Titanfall has been the center of its fair share of controversies since being revealed last year. Respawn Entertainment has managed to quell most discontent related to the game, including the decision to go with an always-online approach. However, a new video highlights how the PC version requires user-run dedicated severs – as opposed to Cloud dedicated servers – in order to keep the FPS market running smoothly. Check it out above.

Titanfall is unlike most other first person shooters. Not simply because of the hulking Titans running around or the jetpacks for soldiers, but with how it incorporates single-player elements into its online game. This includes NPCs, cut-scenes and even slightly branching paths.

Published by Activision and the first game in a proposed series, Titanfall will be releasing for Xbox One, Xbox 360 and PC on March 11th 2014 in North America and March 13th 2014 in Europe. Stay tuned for more details in the coming weeks.


  • dccorona

    This is, in a way, a new version of server technology. I’d take a look at how the Azure server network works, specifically for games, because almost everything you say in this video is untrue.

    1. The servers are free. Microsoft provides them at no cost to the developer. So as long as the Xbox Live (Azure for gaming) server network is still there in a compatible form 20 years from now, Titanfall will still have access to it…for free.
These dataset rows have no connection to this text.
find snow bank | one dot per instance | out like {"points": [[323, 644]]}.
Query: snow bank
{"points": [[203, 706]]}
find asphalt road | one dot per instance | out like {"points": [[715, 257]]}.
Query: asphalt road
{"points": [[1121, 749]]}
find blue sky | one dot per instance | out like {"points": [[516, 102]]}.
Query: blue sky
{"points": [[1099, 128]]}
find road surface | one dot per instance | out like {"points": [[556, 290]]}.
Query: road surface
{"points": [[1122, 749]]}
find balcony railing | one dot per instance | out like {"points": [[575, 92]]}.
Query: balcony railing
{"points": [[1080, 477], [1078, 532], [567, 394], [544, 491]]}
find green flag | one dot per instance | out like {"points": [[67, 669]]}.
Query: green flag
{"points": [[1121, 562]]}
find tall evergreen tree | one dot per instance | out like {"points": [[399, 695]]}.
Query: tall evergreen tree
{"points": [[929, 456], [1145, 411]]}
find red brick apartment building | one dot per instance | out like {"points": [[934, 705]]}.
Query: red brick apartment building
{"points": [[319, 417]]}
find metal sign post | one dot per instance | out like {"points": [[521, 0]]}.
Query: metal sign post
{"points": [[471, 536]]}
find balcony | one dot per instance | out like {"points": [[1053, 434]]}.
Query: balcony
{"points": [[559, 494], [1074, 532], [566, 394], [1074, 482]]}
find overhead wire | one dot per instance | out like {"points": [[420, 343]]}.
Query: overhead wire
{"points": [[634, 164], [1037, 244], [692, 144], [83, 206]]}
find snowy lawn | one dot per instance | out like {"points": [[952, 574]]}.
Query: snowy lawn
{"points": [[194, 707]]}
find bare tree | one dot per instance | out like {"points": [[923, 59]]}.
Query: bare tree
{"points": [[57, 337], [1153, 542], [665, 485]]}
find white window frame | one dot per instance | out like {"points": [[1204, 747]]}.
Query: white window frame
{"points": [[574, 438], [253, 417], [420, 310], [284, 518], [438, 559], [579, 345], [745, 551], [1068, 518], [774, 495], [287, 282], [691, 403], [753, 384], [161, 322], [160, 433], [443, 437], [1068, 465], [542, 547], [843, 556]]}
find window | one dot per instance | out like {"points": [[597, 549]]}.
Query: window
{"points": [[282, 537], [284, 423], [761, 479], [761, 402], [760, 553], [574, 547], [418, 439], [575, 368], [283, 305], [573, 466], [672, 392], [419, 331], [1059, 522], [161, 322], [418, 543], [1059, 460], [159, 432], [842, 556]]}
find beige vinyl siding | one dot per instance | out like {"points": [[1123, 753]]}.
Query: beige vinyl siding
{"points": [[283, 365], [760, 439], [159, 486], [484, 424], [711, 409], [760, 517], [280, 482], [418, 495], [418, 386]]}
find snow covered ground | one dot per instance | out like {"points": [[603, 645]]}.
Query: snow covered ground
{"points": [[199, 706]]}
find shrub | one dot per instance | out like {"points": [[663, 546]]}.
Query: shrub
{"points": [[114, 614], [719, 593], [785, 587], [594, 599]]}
    2. The system is designed to automatically scale. They don’t need to dedicate dozens of servers just to Titanfall. If there are thousands of people playing, the system will allocate servers as necessary to support that many people. 5 years from now, if only a few dozen people are playing, the system can dedicate just the number of servers it needs to handle that, and allow the rest of what originally ran Titanfall to run, say, Titanfall 2. BUT, if suddenly there’s a resurgence, and hundreds of people come back to the game, the system can automatically allocate more server space and scale up server size without people having to do a thing. This is the new aspect of Xbox Live cloud that makes it different from everything else. Since its a central place for all games, it can intelligently manage the number of servers each game gets based on current demand. This means no wasted servers, and makes it cheaper for Microsoft and free for developers.

    • story_teller904

      Look what happened to the games that required GFWL to run..i.e GTA4 for PC no longer work.

    • TheLowEndTheory

      The difference is that Azure is an enterprise service. That means that MS will continue to support it for a stupid number of years, just as they did XP.